Although Canadians are using the Web in ever-increasing numbers, they are among the world’s most cautious when it comes to actually purchasing goods and services online, according to a study released Tuesday by American Express (NYSE: AXP).
“The 2000 American Express Global Consumer Internet Survey” found that 66 percent of Canadians polled plan to go online within the next 12 months, compared with 57 percent of people around the world who expect to do so.
“The Internet is living up to the hype in as much as consumers around the world, and even more so in Canada, are jumping on board and are interested to learn more about what it has to offer,” said Denise Pickett, Vice President of Consumer Marketing at American Express Canada. “The marketing challenge is to build the trust and confidence of consumers to encourage them to do business as well as browse.”
Although 28 percent of Internet-connected Canadians have already bought something online and 41 percent say they plan to buy on the Web in the next year, Canada still lags a bit behind other countries. For example, in Sweden, Hong Kong and the United States, between 50 to 60 percent of Web users say they expect to be online shoppers in the next 12 months.
American Express also found that the average online shopper in Canada will make just five purchases and will spend a total of around $380 (US$) online in a year. On the high side of the spectrum, 21 percent of Canadian e-shoppers will spend more than $340.

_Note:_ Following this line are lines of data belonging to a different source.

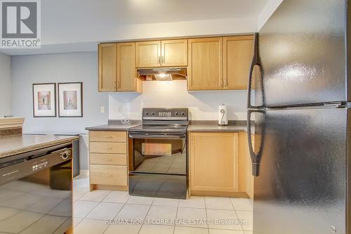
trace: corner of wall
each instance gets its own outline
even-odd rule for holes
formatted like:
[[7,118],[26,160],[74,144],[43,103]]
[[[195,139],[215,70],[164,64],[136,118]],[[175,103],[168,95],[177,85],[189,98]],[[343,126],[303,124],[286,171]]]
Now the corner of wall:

On the low end, almost 40 percent will spend between $102 and $340.
Trusting the Major Brands
A number of concerns are keeping Web surfers around the world from buying online, according to the American Express survey. People are worried about protecting their privacy, about the the security of their financial information online, and about the quality of goods. In addition, many would-be shoppers are concerned about e-tailer return policies.
These concerns give well-established brands a clear advantage over startups, according to American Express. The survey found that 80 percent of online consumers ranked trust in the brand name of the product and the retailer among the most important factors in online shopping.

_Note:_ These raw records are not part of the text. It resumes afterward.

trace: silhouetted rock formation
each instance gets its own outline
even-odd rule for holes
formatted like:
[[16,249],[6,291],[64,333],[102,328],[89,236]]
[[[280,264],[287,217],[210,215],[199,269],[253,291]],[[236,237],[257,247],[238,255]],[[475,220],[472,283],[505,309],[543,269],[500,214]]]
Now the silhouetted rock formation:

“The reality of e-commerce is still a little way off for the average consumer,” said Pickett. “But there is no doubt that once they dip their toes in the water, they become more at ease shopping or conducting financial transactions online. They also feel more comfortable dealing with brand names they can trust.”
Pickett added, “Businesses that are able to translate the physical world attributes of trust, convenience, quality and service into the online experience are the ones that will excel.”
What the World is Buying
Overall, the American Express survey found that e-shoppers around the world are purchasing the same kinds of items. Most likely to be purchased online are theater and concert tickets, followed by books, CDs, videos and computer games.
Buying groceries online was of interest in some countries, but not in others. The survey found that just 2 percent of Italians were buying groceries online, compared with 28 percent in Hong Kong.
The American Express survey also found that 44 percent of online Canadians believe that shopping online is more convenient than offline, and 30 percent see it as a way to find better bargains.
However, almost 90 percent of online Canadians say that they are more likely to use the Internet to research goods and services, while doing their spending at a real-world store where they can see what they are purchasing and talk to a salesperson.
For the study, American Express interviewed 11,410 Internet users and non-users in Argentina, Australia, Brazil, Canada, Great Britain, Hong Kong, Italy, Japan, Sweden and the United States.